Africa has the largest pool of untapped tech talent in the world, according to Jeremy Johnson.

The 31-year old says that for two reasons:
  1. Human brilliance is evenly distributed around the world, but opportunity isn't.
  2. There are four jobs for every software developer in the U.S.
Johnson's solution is Andela, a program that finds the best and brightest students or programmers in Africa, trains them up, and places them in jobs at hot startups like Udacity and Fortune 500s like Microsoft. His startup, which launched last July, is disrupting the tech sphere by creating a new model for how companies hire and staff their talent."You're combining an unlikely source of talent with a new model of education," Johnson told Business Insider on Tuesday. "We're getting increased customer attention from companies and nobody is dropping our fellows. And that's an atypical thing."

With a 0.7% acceptance rate and a two-week boot camp to further refine that pool, Andela is the most selective tech training program in Africa. The lucky ones are admitted after a series of aptitude tests; then they go through intensive training sessions for six months. Those over 18 can apply and the average applicant age is 25.

Andela pays students to learn and provides them a wage that puts them in the top five percent of Nigerian earners. At the same time, it's cheaper for companies to staff their technical team with Andela students than with another candidate, which is a win-win, according to Johnson. Students' wages increase as they improve their skills. When they graduate, Andela helps them jumpstart their own companies or places them in tech roles at corporations.

Piloting in Nigeria and Lagos, Andela has received about 16,000 applications to date. Johnson recruited the strongest developers in the world from places like Google to serve as mentors.

"Since we found enough genius-level software companies that will hire [our students], we don't want to accept anyone who doesn't meet an ideal standard," Johnson said.

Andela hopefuls are finding out about the startup mainly through Twitter, job sites and word of mouth.

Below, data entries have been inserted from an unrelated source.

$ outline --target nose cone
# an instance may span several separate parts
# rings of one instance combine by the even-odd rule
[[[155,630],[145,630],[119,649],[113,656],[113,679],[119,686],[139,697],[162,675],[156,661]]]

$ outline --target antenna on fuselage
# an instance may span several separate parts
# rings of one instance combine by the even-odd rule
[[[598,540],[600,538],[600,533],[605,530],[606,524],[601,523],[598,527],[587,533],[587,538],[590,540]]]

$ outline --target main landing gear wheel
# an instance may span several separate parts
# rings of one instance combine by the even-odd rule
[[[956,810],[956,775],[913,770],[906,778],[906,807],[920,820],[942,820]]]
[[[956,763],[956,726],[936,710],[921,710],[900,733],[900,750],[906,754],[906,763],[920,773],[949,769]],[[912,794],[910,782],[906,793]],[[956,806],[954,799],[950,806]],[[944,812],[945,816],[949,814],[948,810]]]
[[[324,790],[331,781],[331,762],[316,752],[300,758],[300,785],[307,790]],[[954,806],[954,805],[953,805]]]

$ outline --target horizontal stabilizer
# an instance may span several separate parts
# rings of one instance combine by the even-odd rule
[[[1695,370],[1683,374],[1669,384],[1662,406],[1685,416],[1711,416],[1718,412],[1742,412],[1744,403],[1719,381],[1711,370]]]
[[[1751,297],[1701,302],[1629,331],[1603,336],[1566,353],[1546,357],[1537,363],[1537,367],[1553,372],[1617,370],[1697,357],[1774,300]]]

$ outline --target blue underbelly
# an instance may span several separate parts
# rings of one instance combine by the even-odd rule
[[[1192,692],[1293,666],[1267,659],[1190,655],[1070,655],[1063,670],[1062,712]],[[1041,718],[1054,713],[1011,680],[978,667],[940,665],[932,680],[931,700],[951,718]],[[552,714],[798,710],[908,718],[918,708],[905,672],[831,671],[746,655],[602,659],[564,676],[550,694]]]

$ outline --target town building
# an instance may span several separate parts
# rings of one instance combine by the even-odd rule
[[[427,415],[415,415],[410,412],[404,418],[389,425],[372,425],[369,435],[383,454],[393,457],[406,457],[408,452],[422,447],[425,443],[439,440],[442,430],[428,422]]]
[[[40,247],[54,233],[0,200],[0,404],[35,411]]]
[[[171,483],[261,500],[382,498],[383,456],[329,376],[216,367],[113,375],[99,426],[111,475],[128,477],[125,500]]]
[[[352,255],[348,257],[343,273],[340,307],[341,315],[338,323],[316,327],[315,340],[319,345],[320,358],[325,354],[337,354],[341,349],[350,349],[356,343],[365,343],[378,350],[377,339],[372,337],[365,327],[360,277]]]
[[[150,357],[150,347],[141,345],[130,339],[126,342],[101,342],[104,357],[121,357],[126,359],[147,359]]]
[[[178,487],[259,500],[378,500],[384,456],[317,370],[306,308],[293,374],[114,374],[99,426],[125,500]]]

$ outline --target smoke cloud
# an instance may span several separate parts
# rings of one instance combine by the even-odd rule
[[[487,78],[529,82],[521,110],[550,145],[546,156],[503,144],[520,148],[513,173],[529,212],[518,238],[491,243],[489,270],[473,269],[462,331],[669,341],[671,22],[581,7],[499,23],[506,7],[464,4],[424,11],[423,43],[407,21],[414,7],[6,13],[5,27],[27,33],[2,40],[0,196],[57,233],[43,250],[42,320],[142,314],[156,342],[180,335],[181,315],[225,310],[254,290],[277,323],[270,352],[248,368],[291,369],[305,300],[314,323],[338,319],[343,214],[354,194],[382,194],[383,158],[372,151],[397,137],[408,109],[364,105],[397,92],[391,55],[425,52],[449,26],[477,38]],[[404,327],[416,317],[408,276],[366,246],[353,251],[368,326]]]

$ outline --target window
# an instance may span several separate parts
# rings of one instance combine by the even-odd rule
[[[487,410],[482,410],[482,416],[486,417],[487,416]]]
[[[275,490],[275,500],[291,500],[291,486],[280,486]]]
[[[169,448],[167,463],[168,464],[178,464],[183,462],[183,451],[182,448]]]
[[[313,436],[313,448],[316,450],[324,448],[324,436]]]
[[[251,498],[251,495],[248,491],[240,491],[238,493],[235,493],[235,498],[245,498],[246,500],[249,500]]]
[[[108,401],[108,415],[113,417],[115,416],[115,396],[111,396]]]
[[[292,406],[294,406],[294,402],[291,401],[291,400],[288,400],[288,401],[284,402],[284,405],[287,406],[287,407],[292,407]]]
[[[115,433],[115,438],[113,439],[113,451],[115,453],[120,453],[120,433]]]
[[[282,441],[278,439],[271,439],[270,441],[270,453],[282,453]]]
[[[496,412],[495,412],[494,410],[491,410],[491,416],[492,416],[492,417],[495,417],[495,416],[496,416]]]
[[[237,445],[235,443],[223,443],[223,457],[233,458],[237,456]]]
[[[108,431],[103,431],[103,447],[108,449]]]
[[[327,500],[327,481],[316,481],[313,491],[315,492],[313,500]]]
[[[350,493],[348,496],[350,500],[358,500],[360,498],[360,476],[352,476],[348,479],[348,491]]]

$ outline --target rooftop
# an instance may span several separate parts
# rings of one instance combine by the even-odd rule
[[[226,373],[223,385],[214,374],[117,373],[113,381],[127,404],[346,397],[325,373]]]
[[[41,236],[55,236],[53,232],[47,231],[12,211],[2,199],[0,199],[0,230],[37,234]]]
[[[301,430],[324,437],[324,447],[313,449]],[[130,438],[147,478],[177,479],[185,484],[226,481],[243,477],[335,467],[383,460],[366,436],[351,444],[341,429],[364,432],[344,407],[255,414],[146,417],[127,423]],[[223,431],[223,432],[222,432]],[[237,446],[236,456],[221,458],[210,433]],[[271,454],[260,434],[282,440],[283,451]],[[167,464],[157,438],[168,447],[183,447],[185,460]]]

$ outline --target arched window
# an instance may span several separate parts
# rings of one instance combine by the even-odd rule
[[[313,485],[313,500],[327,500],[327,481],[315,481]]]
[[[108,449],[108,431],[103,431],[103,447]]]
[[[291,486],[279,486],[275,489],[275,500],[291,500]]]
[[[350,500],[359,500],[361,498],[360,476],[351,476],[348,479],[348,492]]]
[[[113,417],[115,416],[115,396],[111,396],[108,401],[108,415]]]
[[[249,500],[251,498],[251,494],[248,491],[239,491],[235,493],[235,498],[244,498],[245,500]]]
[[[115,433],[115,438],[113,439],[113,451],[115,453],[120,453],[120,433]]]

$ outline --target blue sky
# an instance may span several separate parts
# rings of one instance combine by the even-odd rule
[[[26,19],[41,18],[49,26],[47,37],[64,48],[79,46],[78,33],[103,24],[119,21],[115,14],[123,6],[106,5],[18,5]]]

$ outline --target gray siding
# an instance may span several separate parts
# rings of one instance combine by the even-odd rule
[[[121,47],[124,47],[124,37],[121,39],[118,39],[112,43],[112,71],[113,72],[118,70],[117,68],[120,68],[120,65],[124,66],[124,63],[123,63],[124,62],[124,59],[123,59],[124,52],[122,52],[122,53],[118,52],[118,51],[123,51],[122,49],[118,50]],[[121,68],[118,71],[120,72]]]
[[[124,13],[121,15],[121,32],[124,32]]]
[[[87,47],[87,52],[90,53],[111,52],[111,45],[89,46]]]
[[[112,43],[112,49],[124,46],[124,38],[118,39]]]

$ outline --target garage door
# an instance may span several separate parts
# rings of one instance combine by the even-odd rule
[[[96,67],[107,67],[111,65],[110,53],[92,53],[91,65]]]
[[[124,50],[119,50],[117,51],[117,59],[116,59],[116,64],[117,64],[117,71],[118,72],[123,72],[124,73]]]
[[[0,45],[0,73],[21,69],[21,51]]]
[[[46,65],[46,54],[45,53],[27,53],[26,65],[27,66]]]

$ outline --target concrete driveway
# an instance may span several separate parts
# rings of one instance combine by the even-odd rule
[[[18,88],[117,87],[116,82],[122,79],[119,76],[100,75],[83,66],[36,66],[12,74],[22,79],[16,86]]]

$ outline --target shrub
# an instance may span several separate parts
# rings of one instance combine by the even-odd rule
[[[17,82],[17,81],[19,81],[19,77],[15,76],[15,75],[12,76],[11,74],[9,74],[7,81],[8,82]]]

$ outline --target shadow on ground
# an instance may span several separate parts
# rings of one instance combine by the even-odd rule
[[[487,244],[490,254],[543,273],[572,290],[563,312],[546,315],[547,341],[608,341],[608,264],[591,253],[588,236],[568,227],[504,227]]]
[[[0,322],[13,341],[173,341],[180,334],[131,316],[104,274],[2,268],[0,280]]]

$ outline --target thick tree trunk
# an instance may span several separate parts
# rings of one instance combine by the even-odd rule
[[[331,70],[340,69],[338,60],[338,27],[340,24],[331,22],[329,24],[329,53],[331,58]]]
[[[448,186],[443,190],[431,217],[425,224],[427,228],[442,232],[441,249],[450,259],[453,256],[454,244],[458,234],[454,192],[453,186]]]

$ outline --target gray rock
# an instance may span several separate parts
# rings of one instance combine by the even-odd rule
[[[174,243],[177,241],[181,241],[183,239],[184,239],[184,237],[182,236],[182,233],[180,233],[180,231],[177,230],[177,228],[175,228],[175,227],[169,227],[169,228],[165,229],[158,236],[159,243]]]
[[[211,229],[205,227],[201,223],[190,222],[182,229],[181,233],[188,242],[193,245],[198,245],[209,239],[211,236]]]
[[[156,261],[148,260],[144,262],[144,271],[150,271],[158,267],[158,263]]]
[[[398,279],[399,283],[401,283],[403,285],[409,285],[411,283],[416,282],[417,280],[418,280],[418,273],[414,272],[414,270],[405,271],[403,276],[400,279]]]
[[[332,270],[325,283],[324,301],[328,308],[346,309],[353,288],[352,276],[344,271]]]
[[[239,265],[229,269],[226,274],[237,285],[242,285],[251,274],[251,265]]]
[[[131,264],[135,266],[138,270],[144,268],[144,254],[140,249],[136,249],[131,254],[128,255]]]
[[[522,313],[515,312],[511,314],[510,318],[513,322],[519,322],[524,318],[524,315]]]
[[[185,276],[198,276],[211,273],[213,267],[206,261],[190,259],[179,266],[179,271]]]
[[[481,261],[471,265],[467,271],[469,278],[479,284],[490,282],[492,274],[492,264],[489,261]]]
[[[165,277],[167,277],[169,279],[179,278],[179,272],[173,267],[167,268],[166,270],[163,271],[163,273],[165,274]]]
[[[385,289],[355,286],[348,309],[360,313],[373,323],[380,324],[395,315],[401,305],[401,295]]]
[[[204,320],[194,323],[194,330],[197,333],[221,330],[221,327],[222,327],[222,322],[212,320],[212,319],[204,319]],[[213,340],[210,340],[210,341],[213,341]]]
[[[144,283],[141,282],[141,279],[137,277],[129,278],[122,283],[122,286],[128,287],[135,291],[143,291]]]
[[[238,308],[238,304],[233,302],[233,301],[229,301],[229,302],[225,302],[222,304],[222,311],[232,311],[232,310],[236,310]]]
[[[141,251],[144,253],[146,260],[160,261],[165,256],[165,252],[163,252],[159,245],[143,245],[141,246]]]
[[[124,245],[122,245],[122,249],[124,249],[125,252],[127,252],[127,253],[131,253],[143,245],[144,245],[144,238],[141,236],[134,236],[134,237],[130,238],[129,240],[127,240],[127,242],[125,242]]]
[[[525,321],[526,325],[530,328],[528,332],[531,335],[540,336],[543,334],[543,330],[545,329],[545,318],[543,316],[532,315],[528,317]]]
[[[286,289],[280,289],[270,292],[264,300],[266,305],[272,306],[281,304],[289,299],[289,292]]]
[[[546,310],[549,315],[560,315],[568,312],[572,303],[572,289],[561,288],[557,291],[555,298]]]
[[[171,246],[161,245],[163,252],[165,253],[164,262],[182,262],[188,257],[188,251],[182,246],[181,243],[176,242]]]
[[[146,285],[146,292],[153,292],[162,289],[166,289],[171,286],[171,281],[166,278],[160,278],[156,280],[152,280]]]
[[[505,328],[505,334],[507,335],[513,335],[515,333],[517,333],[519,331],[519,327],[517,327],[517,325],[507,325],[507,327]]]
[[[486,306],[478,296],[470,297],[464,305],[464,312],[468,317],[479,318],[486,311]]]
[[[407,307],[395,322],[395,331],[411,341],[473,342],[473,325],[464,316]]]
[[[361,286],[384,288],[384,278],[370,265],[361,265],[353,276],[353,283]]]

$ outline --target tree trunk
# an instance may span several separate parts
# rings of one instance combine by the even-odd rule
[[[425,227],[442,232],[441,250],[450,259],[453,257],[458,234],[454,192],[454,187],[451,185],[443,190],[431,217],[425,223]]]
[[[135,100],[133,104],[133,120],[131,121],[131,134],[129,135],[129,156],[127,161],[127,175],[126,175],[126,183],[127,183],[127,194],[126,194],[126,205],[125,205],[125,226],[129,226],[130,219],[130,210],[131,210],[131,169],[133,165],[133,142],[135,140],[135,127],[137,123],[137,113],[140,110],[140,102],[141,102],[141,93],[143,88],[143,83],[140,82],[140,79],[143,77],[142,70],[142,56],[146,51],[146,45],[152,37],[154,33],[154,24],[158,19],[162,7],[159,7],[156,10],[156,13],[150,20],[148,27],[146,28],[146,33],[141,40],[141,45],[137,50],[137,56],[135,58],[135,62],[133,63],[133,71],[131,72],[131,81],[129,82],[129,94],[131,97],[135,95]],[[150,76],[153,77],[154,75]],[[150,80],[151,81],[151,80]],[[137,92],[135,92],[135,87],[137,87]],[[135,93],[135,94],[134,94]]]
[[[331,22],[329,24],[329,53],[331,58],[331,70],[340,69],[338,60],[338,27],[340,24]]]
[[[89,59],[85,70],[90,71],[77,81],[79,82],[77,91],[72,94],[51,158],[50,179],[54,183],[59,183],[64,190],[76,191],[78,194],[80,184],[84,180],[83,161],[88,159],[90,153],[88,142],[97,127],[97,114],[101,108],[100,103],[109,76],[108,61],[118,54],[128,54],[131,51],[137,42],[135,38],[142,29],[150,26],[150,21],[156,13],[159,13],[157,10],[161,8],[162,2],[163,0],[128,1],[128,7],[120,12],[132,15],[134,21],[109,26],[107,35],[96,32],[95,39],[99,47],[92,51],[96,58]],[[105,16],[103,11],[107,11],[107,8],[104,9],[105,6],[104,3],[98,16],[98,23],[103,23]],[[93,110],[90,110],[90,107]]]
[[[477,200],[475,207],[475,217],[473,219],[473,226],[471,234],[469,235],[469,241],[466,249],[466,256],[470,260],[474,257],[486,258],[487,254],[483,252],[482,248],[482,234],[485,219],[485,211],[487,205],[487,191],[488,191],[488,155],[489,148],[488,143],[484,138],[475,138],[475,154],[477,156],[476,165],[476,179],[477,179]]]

"There's a perception here that people [in Africa] don't have access to the internet at all and that's not true," Johnson said. "Most young people in Nigeria have smartphones and there's a widespread connectivity of social media."

This isn't Johnson's first business attempt. He is the former CEO of 2U, a publicly-traded company that offers online graduate-level courses for credit. Johnson just closed a round of funding for Andela which he says was four times oversubscribed.

Andela just closed series A funding led by venture capital firm Spark Capital. LearnCapital, Omidyar Network and others joined the round.

With the financing, Johnson will close in on his plan to train 100,000 developers in Africa over the next decade. He also wants to send Andela students to other countries like Europe which is also experiencing a growing demand for developers.

"We plan to increase capacity and expand into other areas," Johnson said. "We have a list of five to ten other countries we're exploring."